The New York Times' wacky smear against GOP nominee-in-waiting John McCain has boomeranged to the Arizona Sentator's advantage:
Senator John McCain declared the battle over on Friday morning, but by then his lieutenants believed he had already won the war.
Conservative radio talk show hosts who had long reviled Mr. McCain, the Republican presidential candidate from Arizona, had rallied to his defense. Bloggers on the right said that this could be the start of a new relationship. Most telling, Mr. McCain’s campaign announced Friday afternoon that it had just recorded its single-best 24 hours in online fund-raising, although it declined to provide numbers.

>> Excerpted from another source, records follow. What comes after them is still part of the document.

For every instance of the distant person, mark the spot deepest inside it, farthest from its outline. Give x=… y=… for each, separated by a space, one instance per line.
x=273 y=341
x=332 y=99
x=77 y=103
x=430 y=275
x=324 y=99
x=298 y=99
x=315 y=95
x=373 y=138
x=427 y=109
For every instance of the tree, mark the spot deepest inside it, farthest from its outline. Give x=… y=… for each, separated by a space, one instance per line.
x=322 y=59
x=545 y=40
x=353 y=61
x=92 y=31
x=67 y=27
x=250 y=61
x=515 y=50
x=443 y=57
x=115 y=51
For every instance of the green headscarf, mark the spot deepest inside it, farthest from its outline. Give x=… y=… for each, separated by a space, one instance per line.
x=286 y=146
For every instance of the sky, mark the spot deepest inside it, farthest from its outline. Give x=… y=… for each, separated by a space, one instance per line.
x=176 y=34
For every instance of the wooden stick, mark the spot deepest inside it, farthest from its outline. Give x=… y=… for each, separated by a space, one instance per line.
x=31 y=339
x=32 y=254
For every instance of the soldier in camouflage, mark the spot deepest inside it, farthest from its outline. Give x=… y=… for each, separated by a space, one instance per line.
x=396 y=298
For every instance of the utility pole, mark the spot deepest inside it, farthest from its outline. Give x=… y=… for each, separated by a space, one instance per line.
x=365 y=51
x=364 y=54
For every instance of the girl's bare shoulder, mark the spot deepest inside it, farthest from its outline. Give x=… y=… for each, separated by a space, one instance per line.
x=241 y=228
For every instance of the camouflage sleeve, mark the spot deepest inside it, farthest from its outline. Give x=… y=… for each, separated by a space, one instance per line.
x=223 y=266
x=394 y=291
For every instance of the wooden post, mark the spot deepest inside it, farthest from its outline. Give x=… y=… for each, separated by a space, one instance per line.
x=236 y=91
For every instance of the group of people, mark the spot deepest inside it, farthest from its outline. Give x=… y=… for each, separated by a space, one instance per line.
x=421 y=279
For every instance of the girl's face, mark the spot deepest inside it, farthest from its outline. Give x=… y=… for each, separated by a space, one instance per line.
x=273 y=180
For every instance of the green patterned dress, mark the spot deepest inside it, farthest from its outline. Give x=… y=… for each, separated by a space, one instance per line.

Both sides traced the senator’s sudden fortunes to an unusual source, The New York Times, which on Wednesday night published on its Web site an article about Mr. McCain’s close ties to a female lobbyist who did business before the senator’s committee. That evening, two of the senator’s top advisers, Mark Salter and Steve Schmidt, flew to an emergency strategy session in Toledo, Ohio, where Mr. McCain was campaigning.
By Thursday morning, when the article appeared in the print editions of The Times, the McCain campaign had begun an aggressive attack against the newspaper, calling the article a smear campaign worthy of The National Enquirer. It was a symphony to the ears of Mr. McCain’s conservative critics.
Operating on the principle that the enemy of my enemy is my friend, many conservatives who had long distrusted Mr. McCain on a variety of issues, including his peculiar fondness for talking to reporters for hours on end, rallied to see him at war with a newspaper they revile as a voice of the left. (In fact, Mr. McCain said only that he was “disappointed” with the newspaper, and left the incendiary attacks to his surrogates.)
“This is the most despicable act of liberal bias that I have seen in my life,” Sean Hannity, the conservative talk show host, said Thursday about the Times article. “They wanted you to come to a conclusion, and that is that Senator McCain had some kind of relationship with a female lobbyist and did special favors for her. It is beyond disgusting and despicable.”
Charles Black, a senior McCain adviser who had taken heat from conservative friends after the editorial board of The Times endorsed Mr. McCain in the Feb. 5 New York primary, was pleased. Thursday, Mr. Black said, “was the first day in the campaign that McCain won the day on conservative talk radio.”
Later that afternoon, the McCain campaign began using The Times in an fund-raising appeal sent by e-mail to supporters. “Well, here we go,” the letter from Mr. McCain’s campaign manager, Rick Davis, began, then outlined what it characterized as the newspaper’s smear campaign. Mr. Davis quickly got to the point: “We need your help to counteract the liberal establishment and fight back against The New York Times by making an immediate contribution today.”
By Friday, the campaign was tracing its jump in fund-raising directly to the article in The Times. “Thank you,” Mr. Schmidt said to a Times reporter on Mr. McCain’s campaign plane as it headed back to Washington from Indianapolis. Then he added to a group of reporters, “There was a lot of outrage across the country on the story, and the campaign has raised a lot of money in the last 24 hours.”
Even those conservatives who did not rush to embrace Mr. McCain said his campaign’s condemnations of The Times might have given him an indirect boost, although some were not yet ready to support Mr. McCain’s campaign.
Even those who didn't rush to embrace McCain? You mean the ones who couldn't say "I told you so" fast enough as they sought to attack two opponents with one stone?